So I got a really shitty work term review, my boss pretty much told me I did nothing good this term. It sucked. I am not happy about it. But it’s done and over with it. It’s going to take me some time to get over it but eventually I will and I’ll have learned a great lesson from it.
I guess you could say my final evaluation didn’t meet my expectations. It wasn’t that I had high expectations going into this review but more of the fact that my expectation were not clearly defined. The amount of work I put did not seem to meet the amount of work my boss expected of me.
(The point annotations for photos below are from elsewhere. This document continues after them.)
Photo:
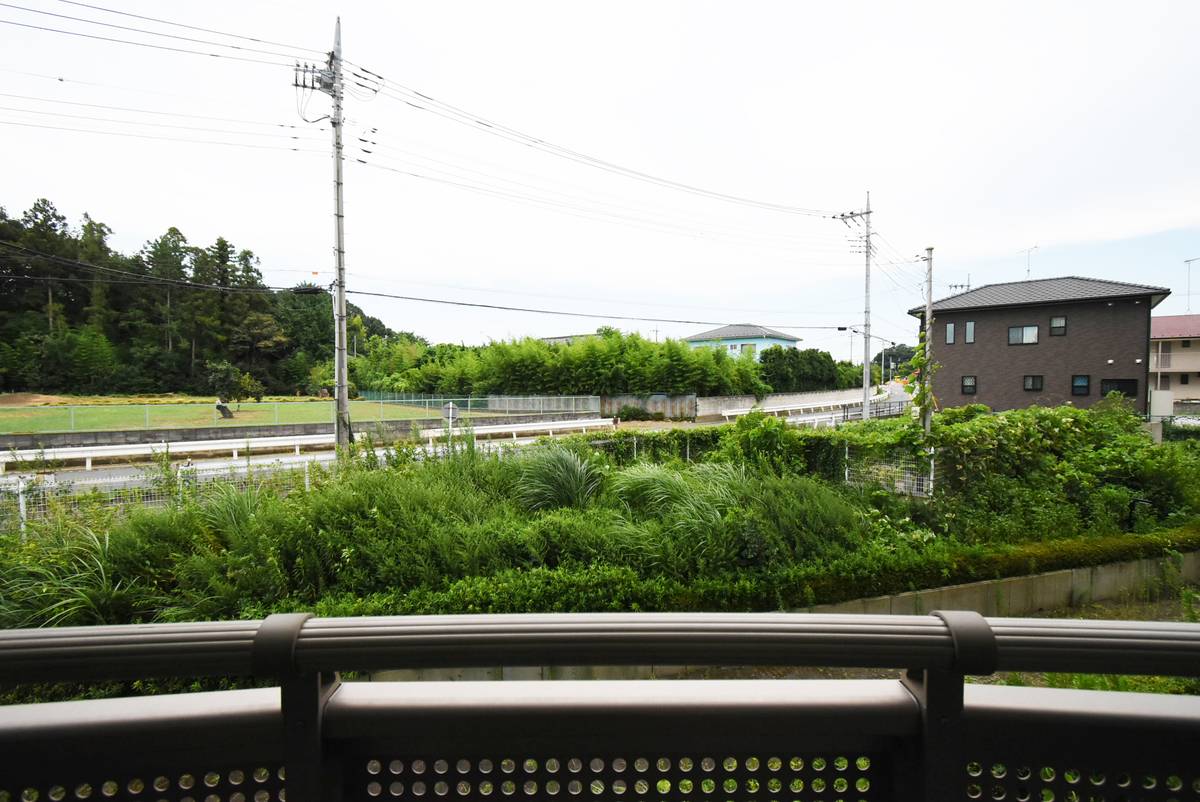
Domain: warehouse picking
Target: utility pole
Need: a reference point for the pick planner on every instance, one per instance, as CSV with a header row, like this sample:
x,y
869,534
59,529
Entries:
x,y
329,81
1027,252
927,373
1188,262
867,303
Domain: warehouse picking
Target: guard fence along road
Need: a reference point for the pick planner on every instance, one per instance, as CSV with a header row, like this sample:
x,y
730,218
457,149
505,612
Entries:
x,y
924,736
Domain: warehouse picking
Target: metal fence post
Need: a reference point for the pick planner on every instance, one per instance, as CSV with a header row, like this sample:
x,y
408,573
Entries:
x,y
21,506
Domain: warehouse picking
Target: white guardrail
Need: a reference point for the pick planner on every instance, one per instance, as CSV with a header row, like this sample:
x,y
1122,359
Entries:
x,y
89,453
801,408
549,426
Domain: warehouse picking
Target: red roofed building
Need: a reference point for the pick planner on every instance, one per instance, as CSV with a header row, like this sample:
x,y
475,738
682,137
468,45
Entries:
x,y
1175,355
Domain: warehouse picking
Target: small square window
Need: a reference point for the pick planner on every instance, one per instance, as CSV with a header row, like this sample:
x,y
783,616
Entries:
x,y
1023,335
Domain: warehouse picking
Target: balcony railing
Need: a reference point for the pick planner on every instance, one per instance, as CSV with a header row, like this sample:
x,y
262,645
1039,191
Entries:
x,y
927,736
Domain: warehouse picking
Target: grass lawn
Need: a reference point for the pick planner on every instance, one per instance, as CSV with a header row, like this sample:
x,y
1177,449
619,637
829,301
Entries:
x,y
155,414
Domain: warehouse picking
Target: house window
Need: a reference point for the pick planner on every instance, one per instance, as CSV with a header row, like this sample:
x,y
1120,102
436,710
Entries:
x,y
1023,335
1126,387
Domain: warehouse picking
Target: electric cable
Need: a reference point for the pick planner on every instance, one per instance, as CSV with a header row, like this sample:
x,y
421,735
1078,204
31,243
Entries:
x,y
147,136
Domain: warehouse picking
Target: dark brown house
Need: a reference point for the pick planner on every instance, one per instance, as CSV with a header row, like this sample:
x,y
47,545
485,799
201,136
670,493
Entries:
x,y
1047,342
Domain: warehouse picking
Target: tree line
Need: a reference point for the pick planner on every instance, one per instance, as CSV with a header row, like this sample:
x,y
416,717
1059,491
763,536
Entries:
x,y
77,316
131,323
I was ignorant in thinking I was doing a good job and a lack of communication between him and I definitely had a major contribution to this drawn conclusion.
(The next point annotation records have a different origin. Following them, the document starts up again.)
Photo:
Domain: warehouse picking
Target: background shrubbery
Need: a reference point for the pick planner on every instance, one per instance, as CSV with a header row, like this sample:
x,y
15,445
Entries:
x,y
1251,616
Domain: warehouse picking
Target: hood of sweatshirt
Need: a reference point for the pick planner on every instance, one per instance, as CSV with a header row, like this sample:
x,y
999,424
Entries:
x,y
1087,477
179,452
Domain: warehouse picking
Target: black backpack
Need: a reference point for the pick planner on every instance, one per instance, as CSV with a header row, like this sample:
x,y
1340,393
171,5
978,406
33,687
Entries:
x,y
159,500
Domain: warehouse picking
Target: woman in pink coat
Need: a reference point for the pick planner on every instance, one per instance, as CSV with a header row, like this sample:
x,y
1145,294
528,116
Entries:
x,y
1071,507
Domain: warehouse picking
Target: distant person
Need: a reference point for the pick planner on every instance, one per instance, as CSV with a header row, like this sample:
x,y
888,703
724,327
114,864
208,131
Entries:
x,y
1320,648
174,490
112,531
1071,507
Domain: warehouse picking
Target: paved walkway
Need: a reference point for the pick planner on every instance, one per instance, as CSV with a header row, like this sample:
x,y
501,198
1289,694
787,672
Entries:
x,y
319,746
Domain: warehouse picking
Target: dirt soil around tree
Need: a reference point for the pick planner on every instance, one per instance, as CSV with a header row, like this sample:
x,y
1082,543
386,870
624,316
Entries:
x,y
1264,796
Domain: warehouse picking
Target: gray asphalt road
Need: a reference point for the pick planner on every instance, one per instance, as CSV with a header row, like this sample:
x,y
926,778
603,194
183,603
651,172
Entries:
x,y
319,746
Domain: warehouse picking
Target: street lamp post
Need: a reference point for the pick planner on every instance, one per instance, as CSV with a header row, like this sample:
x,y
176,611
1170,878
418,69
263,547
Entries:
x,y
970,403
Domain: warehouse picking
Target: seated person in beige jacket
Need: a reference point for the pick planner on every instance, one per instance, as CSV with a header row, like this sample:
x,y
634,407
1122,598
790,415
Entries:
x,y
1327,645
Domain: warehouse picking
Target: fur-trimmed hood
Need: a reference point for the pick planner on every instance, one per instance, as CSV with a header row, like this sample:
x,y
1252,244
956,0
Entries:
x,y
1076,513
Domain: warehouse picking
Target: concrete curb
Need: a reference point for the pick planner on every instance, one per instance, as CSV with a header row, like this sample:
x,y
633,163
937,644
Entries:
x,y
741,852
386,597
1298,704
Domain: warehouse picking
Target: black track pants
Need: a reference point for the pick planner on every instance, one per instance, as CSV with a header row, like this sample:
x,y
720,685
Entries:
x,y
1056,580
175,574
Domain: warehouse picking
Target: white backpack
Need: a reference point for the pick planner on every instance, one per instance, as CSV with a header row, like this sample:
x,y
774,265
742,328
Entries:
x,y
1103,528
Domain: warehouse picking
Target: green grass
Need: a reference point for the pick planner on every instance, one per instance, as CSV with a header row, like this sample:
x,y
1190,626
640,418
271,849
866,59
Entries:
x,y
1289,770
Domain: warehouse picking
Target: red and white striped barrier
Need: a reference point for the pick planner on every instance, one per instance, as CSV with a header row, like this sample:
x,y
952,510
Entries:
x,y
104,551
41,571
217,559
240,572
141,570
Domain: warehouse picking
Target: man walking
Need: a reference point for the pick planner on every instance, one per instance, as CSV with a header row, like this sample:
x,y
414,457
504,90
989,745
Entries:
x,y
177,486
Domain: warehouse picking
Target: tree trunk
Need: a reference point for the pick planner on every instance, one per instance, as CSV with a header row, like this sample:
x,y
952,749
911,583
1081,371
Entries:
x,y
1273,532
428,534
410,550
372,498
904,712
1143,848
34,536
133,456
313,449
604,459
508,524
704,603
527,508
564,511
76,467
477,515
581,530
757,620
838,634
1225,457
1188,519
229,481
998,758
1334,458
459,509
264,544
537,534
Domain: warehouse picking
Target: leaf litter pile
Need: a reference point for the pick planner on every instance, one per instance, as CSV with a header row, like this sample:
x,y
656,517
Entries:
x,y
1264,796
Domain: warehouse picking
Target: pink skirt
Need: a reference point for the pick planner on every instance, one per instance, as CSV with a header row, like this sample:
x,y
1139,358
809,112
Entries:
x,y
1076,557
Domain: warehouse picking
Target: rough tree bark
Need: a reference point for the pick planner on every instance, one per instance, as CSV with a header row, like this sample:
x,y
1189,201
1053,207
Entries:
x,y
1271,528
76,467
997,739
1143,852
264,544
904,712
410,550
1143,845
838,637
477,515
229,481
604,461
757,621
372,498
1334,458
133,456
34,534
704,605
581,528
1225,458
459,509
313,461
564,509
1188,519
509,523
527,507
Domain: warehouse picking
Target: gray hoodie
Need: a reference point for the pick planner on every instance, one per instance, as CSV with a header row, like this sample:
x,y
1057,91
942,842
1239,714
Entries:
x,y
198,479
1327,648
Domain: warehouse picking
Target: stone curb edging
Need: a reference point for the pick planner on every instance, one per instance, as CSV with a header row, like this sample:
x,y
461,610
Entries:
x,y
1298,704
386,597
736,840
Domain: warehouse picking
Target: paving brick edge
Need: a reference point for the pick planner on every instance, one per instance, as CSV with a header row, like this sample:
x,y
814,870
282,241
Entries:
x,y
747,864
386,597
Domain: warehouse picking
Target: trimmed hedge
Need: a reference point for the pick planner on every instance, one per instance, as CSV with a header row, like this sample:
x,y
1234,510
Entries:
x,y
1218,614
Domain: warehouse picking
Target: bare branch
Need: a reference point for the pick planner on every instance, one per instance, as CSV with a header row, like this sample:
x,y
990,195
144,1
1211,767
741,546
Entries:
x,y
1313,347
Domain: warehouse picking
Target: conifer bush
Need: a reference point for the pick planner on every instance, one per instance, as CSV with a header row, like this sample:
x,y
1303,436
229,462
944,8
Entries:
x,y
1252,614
It’s always easy to tell others the world is unfair when they face unfortunate events in their lives but it’s much harder to accept that fact when it comes to our own lives. I can’t help it. I have an ego. And most of the time, I find ways to satisfy that ego of mine. I am pretty good at meeting needs of others but when a lack of communication exists, things can easily fall through and then disappointment follows.
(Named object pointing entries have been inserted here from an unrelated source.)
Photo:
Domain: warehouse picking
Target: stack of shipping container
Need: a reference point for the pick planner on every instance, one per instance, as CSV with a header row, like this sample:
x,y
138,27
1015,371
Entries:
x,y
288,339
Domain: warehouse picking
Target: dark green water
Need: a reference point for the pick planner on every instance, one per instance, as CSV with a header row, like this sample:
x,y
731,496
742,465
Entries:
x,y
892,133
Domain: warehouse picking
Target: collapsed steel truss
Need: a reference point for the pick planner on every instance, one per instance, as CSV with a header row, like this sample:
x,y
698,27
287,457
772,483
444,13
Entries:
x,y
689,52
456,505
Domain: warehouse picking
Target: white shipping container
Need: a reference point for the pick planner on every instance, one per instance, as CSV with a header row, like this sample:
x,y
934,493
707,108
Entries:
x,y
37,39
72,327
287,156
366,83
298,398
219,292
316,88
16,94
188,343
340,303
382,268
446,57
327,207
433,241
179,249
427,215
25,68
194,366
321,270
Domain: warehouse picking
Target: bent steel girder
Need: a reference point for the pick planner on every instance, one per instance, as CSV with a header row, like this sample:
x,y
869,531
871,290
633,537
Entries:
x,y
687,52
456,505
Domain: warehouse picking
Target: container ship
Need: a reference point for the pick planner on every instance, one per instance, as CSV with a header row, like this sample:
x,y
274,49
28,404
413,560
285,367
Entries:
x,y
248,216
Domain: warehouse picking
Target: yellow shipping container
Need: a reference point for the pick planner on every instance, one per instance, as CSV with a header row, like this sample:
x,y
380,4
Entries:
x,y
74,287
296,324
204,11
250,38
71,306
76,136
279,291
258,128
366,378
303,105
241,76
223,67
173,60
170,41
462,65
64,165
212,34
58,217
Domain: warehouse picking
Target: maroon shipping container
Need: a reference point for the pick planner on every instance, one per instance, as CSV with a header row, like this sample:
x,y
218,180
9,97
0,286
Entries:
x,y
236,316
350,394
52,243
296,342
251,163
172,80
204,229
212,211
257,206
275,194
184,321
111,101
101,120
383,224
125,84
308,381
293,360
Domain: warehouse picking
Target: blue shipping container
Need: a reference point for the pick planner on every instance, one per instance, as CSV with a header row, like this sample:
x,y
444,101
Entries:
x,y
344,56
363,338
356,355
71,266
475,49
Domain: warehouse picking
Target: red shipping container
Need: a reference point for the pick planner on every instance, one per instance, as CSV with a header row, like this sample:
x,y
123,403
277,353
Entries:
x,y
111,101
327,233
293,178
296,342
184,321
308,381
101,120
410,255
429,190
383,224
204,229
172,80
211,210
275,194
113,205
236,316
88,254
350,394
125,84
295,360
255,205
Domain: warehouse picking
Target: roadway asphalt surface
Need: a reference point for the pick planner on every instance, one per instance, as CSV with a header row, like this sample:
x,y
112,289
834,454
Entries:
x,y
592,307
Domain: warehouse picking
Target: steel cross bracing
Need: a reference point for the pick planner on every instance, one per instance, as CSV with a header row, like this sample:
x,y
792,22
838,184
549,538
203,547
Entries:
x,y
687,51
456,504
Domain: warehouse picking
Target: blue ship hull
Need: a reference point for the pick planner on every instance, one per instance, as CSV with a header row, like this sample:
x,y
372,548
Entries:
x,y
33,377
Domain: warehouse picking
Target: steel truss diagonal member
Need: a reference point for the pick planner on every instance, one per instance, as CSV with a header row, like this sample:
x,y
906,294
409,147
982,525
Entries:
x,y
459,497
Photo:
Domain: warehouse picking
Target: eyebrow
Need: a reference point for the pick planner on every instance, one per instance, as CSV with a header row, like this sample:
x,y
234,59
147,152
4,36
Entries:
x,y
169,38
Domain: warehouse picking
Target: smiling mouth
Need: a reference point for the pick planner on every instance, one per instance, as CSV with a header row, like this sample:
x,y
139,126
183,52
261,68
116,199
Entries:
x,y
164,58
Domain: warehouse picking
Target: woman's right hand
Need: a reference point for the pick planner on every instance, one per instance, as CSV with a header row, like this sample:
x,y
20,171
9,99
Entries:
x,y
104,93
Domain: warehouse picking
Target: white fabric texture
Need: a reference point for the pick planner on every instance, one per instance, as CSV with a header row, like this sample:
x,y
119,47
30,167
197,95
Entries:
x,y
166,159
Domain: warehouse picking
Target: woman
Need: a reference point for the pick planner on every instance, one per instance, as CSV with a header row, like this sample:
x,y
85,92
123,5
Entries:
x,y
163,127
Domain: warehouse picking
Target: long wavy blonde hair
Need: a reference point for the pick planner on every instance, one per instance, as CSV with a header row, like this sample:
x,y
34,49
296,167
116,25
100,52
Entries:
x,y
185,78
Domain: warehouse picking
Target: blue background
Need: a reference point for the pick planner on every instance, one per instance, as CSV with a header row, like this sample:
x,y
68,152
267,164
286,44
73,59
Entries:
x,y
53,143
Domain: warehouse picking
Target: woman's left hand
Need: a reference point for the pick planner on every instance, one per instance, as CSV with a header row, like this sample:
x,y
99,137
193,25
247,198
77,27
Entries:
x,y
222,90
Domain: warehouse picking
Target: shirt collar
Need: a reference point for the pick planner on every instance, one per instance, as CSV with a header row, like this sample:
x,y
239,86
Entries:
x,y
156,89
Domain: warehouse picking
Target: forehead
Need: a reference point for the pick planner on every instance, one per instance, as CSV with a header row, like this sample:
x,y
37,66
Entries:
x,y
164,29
I write my most apparent thoughts of the day at the end of each day to put space between them and to become aware of them. This output really let’s me come face to face with the good and bad of my life. This output also let’s me take that extra step away from my own thoughts to then learn to evaluate the events in my life. I am a person that tends to dwell on things. Good or bad. So why not write them all out as clearly as I can so I can dwell on something concrete?
All in all, I am pissed off. I am disappointed. I feel like I’ve been treated unfairly. But I will move on. That’s the main point to focus on. I will move on. If everything always went the way we wanted to then how would we grow as a person?
It is those set backs in life that push us to new limits. They motivate us to prove those people who didn’t believe in us or who thoughts we weren’t great. It is these set backs from which we can truly become self aware. Sure we can be aware of our strengths, but learning to become aware of our weakness is the key to true self discovery and it is these set backs in life that help us learn and overcome our own weaknesses.
Wow this post became cheesey as hell. Not exactly the tone I was going for, but if I have made my point than I think I can settle for that for now.